The Impact of Market Channelisation on Swedish Consumer Protection Standards
The BOS report arrives at a pivotal moment for the Swedish industry, with the association warning that maintaining this downward trend in gambling harm depends entirely on the state’s ability to shield the regulated market from unlicensed offshore interference.
This data reinforces the necessity of recent legislative actions, such as when Sweden issued a ban on unlicensed operators in early 2026. By systematically removing high-risk, unregulated entities that bypass local social protections, the regulator ensures that the “Duty of Care” remains the enforceable standard for all accessible platforms.
Furthermore, the long-term decline in harm is fundamentally tied to the health of the licensed sector. Recent analysis of Sweden’s channelisation in Q4 2025 demonstrates that a robust, competitive licensed offering is the most effective tool for consumer protection. BOS argues that if the regulated market becomes overly restrictive, players will migrate to “black market” sites where no safety nets exist, a move that could reverse 25 years of public health progress.
Sweden’s Spelinspektionen and the Evolution of the ‘Duty of Care’
BOS Secretary General Gustaf Hoffstedt emphasised that while the data is positive, the industry must not become complacent. The report calls for a further refinement of the “Duty of Care”, moving toward more transparent reporting of “intervention outcomes” rather than just “intervention volume”.
For compliance departments, this signals a shift in 2026 toward more rigorous auditing of how risk flags are handled. The Swedish Gambling Authority (Spelinspektionen) is expected to use the BOS findings to justify more granular oversight of how licensees communicate with at-risk customers, ensuring that the “steady decline” in harm becomes a permanent fixture of the Swedish model.

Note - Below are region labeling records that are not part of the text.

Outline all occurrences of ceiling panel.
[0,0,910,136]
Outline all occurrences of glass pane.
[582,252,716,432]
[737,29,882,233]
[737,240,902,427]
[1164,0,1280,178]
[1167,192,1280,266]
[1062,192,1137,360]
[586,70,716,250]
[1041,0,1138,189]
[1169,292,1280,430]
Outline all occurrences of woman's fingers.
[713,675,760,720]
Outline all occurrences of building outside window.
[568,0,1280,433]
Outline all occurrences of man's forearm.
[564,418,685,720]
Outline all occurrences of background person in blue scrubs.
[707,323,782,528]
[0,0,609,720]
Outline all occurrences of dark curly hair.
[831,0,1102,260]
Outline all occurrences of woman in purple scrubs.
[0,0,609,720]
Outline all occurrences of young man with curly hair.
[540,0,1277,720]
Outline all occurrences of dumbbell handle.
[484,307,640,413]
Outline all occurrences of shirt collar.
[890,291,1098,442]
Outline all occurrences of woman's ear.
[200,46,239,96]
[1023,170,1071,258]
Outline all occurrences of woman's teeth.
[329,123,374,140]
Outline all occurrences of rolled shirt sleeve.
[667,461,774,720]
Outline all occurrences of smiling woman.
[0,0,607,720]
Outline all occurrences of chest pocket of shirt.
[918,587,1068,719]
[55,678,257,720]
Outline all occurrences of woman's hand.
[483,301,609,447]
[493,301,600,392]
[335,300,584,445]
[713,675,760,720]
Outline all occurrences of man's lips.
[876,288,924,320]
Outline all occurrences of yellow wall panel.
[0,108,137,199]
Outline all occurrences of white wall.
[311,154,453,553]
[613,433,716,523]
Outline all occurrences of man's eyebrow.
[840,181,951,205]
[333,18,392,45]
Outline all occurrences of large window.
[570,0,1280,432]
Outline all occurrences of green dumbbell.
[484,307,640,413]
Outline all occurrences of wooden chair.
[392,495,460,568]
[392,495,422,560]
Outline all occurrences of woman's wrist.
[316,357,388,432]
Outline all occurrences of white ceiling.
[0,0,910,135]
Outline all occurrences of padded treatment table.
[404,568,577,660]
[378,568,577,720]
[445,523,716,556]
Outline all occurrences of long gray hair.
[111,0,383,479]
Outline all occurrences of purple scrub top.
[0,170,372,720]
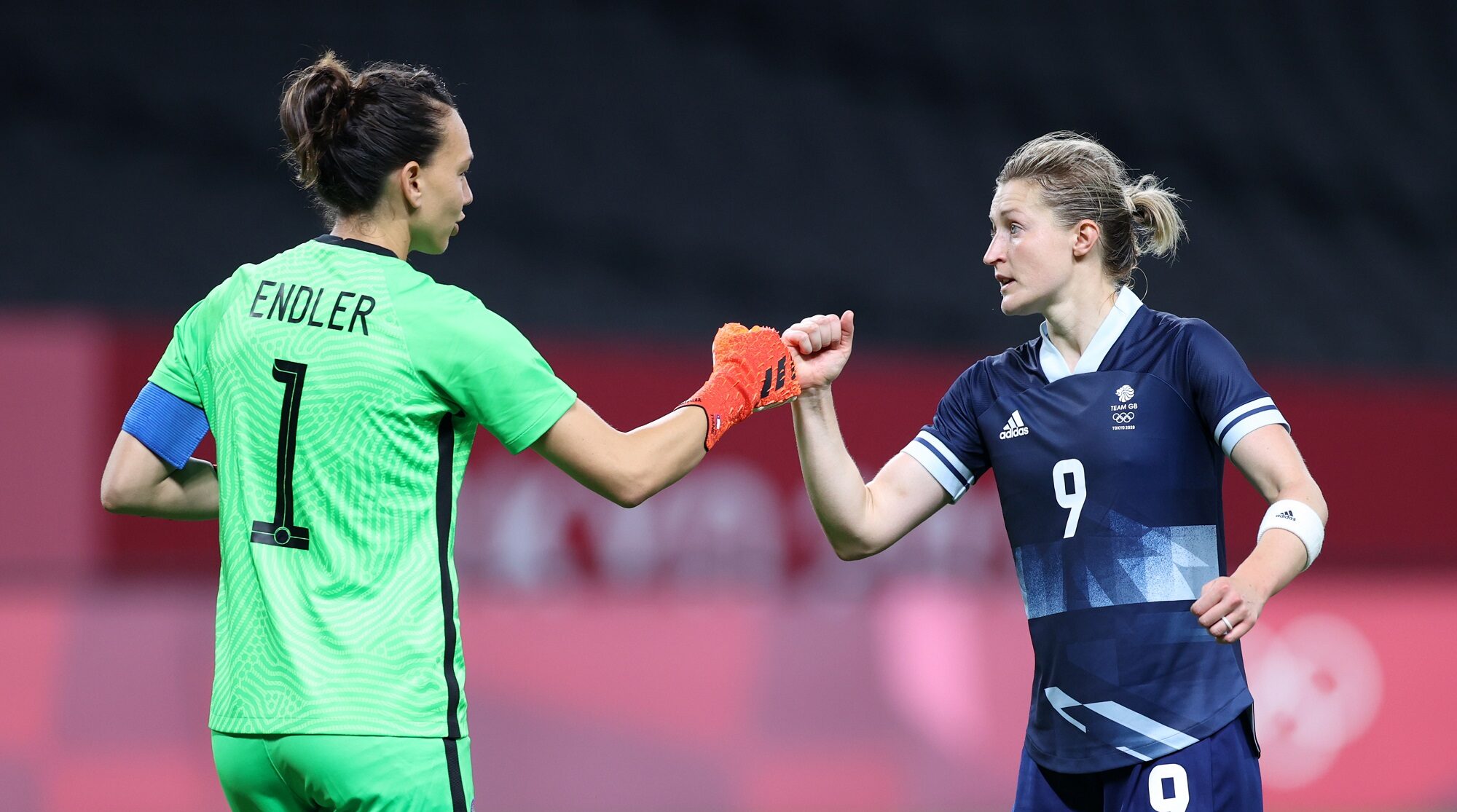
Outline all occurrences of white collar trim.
[1037,288,1144,383]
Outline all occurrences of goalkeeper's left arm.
[532,325,800,508]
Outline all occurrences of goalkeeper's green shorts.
[213,730,475,812]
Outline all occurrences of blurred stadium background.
[0,0,1457,812]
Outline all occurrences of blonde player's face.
[982,179,1075,316]
[409,111,475,253]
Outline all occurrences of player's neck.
[1042,280,1118,370]
[329,217,409,259]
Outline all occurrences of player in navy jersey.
[784,133,1327,812]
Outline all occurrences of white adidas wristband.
[1256,499,1326,572]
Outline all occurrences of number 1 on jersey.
[1052,460,1088,538]
[249,358,309,550]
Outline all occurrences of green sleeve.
[147,275,236,407]
[399,285,577,454]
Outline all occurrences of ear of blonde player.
[680,322,800,451]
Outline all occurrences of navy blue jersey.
[905,290,1288,773]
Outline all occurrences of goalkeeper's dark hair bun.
[278,51,455,217]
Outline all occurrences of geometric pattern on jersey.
[905,290,1288,773]
[1013,511,1220,618]
[150,237,576,738]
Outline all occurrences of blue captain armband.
[121,383,208,468]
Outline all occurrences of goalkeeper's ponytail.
[278,51,455,218]
[997,131,1186,285]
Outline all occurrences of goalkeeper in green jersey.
[102,54,798,812]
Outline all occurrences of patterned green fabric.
[150,240,576,738]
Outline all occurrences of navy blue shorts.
[1013,710,1265,812]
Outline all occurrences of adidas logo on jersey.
[997,410,1029,439]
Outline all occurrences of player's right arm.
[532,401,707,508]
[101,430,217,519]
[784,310,951,560]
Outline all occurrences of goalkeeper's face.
[982,179,1077,316]
[409,111,474,253]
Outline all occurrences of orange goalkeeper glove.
[679,322,800,451]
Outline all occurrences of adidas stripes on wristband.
[1256,499,1326,572]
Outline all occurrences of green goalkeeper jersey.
[150,237,576,738]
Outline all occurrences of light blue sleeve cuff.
[900,429,976,502]
[121,383,208,468]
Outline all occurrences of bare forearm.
[1234,478,1329,598]
[793,387,884,559]
[621,406,708,503]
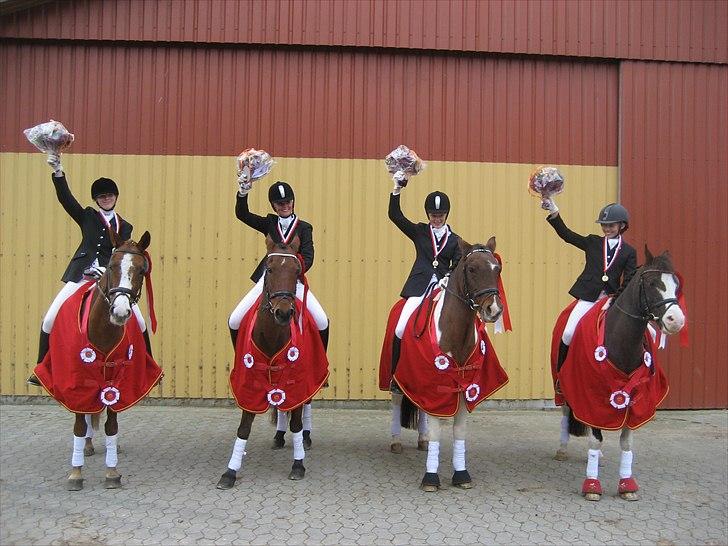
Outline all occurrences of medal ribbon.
[604,235,622,275]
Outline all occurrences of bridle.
[263,252,303,313]
[445,248,499,312]
[96,248,149,308]
[614,269,679,327]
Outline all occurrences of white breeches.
[561,296,601,345]
[41,281,147,334]
[228,275,329,330]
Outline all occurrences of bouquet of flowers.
[528,167,564,210]
[237,148,275,190]
[384,144,425,188]
[23,120,73,155]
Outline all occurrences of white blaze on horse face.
[658,273,685,334]
[110,254,132,326]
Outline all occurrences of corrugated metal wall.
[0,0,728,63]
[620,62,728,408]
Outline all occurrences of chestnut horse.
[552,245,685,501]
[394,237,508,492]
[217,237,328,489]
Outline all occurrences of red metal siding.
[0,43,618,165]
[620,62,728,408]
[0,0,728,63]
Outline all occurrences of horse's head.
[630,245,685,335]
[263,236,302,326]
[448,237,503,322]
[98,231,151,326]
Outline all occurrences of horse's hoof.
[288,461,306,480]
[217,468,237,489]
[452,470,473,489]
[104,476,121,489]
[420,472,440,493]
[66,478,83,491]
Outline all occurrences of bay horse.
[552,245,685,501]
[35,230,162,491]
[394,237,508,492]
[217,236,328,489]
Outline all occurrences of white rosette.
[384,144,425,188]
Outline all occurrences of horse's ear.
[645,243,655,264]
[137,231,152,250]
[485,235,495,252]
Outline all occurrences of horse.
[35,230,162,491]
[552,245,685,501]
[217,236,328,489]
[394,237,508,492]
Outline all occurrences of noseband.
[96,248,149,308]
[445,248,498,312]
[263,252,303,313]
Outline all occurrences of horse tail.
[569,408,589,436]
[399,395,419,430]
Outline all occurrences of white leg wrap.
[293,430,306,461]
[427,440,440,473]
[586,449,601,480]
[71,435,86,466]
[559,415,569,446]
[84,414,94,438]
[303,404,313,432]
[228,438,248,472]
[106,434,119,468]
[276,410,288,432]
[619,451,632,478]
[452,440,465,472]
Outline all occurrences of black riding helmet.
[91,178,119,201]
[268,180,296,204]
[425,191,450,214]
[596,203,629,232]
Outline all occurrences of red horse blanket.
[390,292,508,417]
[230,299,329,413]
[34,281,162,413]
[551,298,669,430]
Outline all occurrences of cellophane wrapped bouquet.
[23,120,73,155]
[384,144,425,187]
[528,167,564,210]
[237,148,275,190]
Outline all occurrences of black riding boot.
[27,328,51,387]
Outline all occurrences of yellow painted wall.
[0,153,617,400]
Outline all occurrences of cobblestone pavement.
[0,405,728,546]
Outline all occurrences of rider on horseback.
[28,153,152,387]
[228,181,329,448]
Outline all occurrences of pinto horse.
[394,237,508,492]
[35,231,162,491]
[217,237,328,489]
[551,245,685,501]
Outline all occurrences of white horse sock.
[71,434,86,466]
[276,410,288,432]
[427,440,440,474]
[303,404,313,432]
[293,430,306,461]
[586,449,601,480]
[619,451,632,478]
[452,440,465,472]
[106,434,119,468]
[84,414,94,439]
[228,438,248,472]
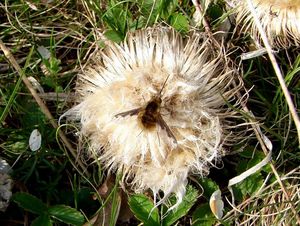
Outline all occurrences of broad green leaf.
[30,214,52,226]
[163,186,198,226]
[129,194,160,226]
[12,192,47,214]
[192,203,217,226]
[49,205,85,225]
[170,13,189,32]
[200,178,219,200]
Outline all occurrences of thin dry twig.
[247,0,300,147]
[0,39,88,177]
[243,106,300,224]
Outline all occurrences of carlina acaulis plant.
[234,0,300,48]
[64,26,247,208]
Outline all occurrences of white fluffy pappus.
[234,0,300,48]
[64,27,243,208]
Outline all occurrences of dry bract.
[234,0,300,48]
[65,27,245,208]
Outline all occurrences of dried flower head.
[65,27,243,208]
[234,0,300,48]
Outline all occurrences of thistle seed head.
[65,27,243,206]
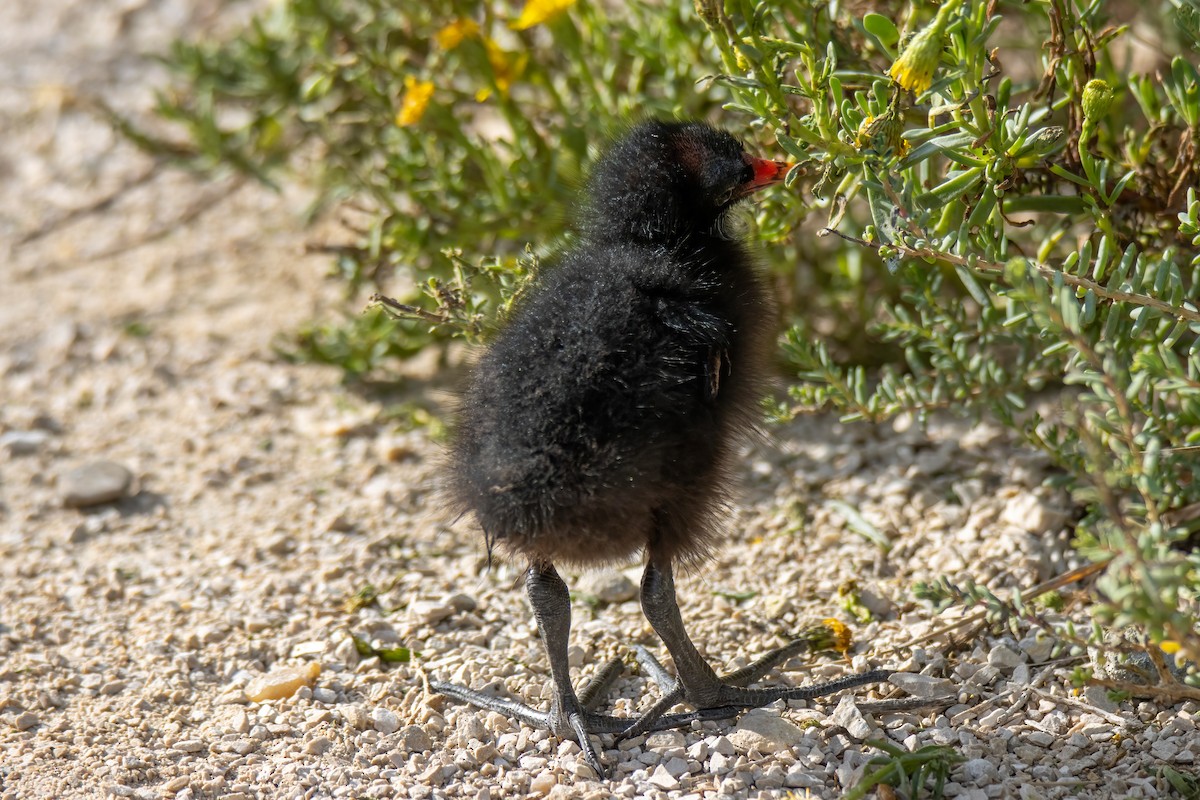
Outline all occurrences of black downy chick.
[433,121,884,772]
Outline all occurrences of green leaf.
[863,13,900,50]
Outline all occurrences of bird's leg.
[430,564,629,775]
[624,552,890,736]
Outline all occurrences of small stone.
[662,758,688,777]
[442,593,479,612]
[408,600,454,625]
[1025,730,1055,747]
[650,764,679,792]
[829,694,871,741]
[708,753,733,775]
[340,705,371,730]
[59,461,133,509]
[762,595,794,619]
[646,730,688,752]
[1001,494,1070,534]
[400,724,433,753]
[0,431,50,456]
[784,762,824,789]
[718,712,804,756]
[304,736,334,756]
[576,572,637,603]
[988,644,1025,672]
[959,758,998,787]
[1016,636,1054,663]
[529,770,558,794]
[888,672,958,697]
[246,663,320,703]
[371,706,400,736]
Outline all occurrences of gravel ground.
[0,0,1200,800]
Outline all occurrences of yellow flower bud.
[888,1,960,95]
[509,0,575,30]
[396,76,433,128]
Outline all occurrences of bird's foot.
[430,658,630,777]
[620,639,892,739]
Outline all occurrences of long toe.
[430,681,629,777]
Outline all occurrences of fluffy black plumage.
[430,122,886,772]
[452,122,774,564]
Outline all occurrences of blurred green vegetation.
[121,0,1200,681]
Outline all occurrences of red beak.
[738,155,796,197]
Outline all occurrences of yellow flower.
[396,76,433,128]
[888,0,960,95]
[509,0,575,30]
[433,17,479,50]
[475,38,529,102]
[799,618,853,655]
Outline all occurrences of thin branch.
[14,160,163,247]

Balancing Licensed Market Stability with Strict Enforcement
The BOS report serves as a vital case study for other European jurisdictions currently debating the impact of online gambling. It provides a data-backed defence of the Swedish model, proving that a competitive, licensed environment, when paired with strict enforcement against the black market, it is a viable path toward long-term public health stability.
For operators, the message is clear: compliance with social protection mandates is not just a regulatory burden; it is the fundamental driver of the industry’s long-term “social licence” to operate in Scandinavia.